报告题目:Probing quantum phases in Rydberg ladder arrays
报告时间:2025年2月28日上午11:00
报告地点:物理楼329会议室
报告人:张进副教授
邀请人:邹海源研究员
报告人单位:重庆大学物理学院
报告人简介:Dr. Zhang is an Associate Professor and Master’s Supervisor at the School of Physics at Chongqing University. He received his Bachelor’s degree in Science from the University of Science and Technology of China in 2013 and completed his Ph.D. in Physics at the University of California, Riverside in 2019. From 2019 to 2022, Dr. Zhang worked as a postdoctoral researcher at the University of Massachusetts Amherst and the University of Iowa. His research primarily focuses on quantum simulation, quantum phase transitions, and quantum dynamics in strongly correlated many-body systems.

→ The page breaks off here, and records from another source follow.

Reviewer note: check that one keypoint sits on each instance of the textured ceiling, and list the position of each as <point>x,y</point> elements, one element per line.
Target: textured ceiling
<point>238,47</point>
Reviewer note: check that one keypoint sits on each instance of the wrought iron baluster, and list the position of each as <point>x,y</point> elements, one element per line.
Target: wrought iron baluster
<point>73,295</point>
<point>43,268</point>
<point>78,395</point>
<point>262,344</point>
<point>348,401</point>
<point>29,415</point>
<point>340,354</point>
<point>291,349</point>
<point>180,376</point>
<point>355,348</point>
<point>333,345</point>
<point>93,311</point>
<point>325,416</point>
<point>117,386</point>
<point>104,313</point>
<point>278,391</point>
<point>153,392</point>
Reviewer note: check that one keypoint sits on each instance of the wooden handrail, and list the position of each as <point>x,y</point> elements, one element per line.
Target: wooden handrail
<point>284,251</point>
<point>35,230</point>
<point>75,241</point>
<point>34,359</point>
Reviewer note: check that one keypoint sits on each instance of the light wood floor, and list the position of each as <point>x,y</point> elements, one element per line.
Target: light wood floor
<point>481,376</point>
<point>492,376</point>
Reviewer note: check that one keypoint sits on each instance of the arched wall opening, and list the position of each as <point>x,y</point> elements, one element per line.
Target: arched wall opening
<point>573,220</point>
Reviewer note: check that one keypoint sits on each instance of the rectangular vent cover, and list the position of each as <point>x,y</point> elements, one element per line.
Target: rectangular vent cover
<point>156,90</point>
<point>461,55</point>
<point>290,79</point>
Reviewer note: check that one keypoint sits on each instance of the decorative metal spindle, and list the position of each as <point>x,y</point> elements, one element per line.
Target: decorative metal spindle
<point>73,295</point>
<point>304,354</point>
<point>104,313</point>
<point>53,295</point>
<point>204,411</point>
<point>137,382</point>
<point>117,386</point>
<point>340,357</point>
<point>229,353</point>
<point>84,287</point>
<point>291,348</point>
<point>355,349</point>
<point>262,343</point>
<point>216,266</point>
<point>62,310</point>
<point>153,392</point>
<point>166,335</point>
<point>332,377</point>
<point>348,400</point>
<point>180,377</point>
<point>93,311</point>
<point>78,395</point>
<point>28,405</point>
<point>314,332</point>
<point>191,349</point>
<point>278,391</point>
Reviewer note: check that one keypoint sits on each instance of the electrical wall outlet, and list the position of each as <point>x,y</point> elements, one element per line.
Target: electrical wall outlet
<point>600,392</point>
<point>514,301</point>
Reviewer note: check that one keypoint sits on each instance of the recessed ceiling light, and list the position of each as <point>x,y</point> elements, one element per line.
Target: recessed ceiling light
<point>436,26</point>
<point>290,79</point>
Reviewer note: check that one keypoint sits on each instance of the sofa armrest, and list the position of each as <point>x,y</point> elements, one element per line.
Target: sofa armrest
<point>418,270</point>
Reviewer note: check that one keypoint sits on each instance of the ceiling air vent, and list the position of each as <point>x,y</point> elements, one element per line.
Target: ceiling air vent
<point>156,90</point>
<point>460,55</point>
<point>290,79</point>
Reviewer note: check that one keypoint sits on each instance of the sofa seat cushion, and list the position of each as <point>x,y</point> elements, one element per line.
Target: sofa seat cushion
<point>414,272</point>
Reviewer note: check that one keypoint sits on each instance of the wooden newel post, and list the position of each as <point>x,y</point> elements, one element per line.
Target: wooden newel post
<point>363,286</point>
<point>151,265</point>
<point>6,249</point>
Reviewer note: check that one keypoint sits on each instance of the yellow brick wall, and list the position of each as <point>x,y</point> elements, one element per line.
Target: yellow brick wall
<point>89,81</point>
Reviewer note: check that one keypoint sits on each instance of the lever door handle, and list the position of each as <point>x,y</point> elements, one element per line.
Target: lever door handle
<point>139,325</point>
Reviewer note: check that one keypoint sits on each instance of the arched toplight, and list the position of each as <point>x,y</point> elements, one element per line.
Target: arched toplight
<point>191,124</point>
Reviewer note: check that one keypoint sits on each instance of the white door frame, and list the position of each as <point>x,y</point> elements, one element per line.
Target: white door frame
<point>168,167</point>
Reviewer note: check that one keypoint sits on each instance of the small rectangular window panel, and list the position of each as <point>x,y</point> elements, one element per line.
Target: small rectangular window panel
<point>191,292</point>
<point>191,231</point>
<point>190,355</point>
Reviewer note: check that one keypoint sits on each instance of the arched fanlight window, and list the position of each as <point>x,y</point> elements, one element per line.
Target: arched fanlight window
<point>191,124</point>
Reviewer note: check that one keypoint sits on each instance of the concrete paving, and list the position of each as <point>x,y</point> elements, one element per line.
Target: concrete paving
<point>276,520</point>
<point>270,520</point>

报告摘要:Rydberg atom arrays offer a highly programmable platform for quantum simulations, enabling the exploration of various quantum phases. Even in one dimension, the Rydberg chain supports a diverse set of quantum phases, including Zp symmetry-breaking phases, the gapless floating phase, and the associated conformal and non-conformal phase transitions. In this work, we extensively investigate quantum phases and phase transitions in two different ladder geometries with varying aspect ratios using density matrix renormalization group (DMRG) algorithms. We uncover additional types of symmetry-breaking and floating phases, providing strong numerical evidence for the existence of chiral transitions, Berezinskii-Kosterlitz-Thouless transitions, PT transitions, etc. Notably, we identify a broad regime of the floating phase in the incommensurate region between crystalline-ordered and disordered phases. While probing the floating phase in 1D Rydberg systems has been challenging due to its narrow phase-space existence, we show that a carefully chosen aspect ratio in the two-leg Rydberg ladder enables a significantly broader floating phase within experimentally accessible regimes. Furthermore, leveraging the neutral-atom quantum simulator developed by QuEra Computing Inc., we investigate quantum phases in ladder arrays comprising up to 92 qubits and experimentally observe the emergence of the quantum floating phase. Our findings motivate future studies on the nature of commensurate-incommensurate phase transitions and their non-equilibrium physics. Reference: J. Zhang et al. Nat. Commun. 16, 712 (2025).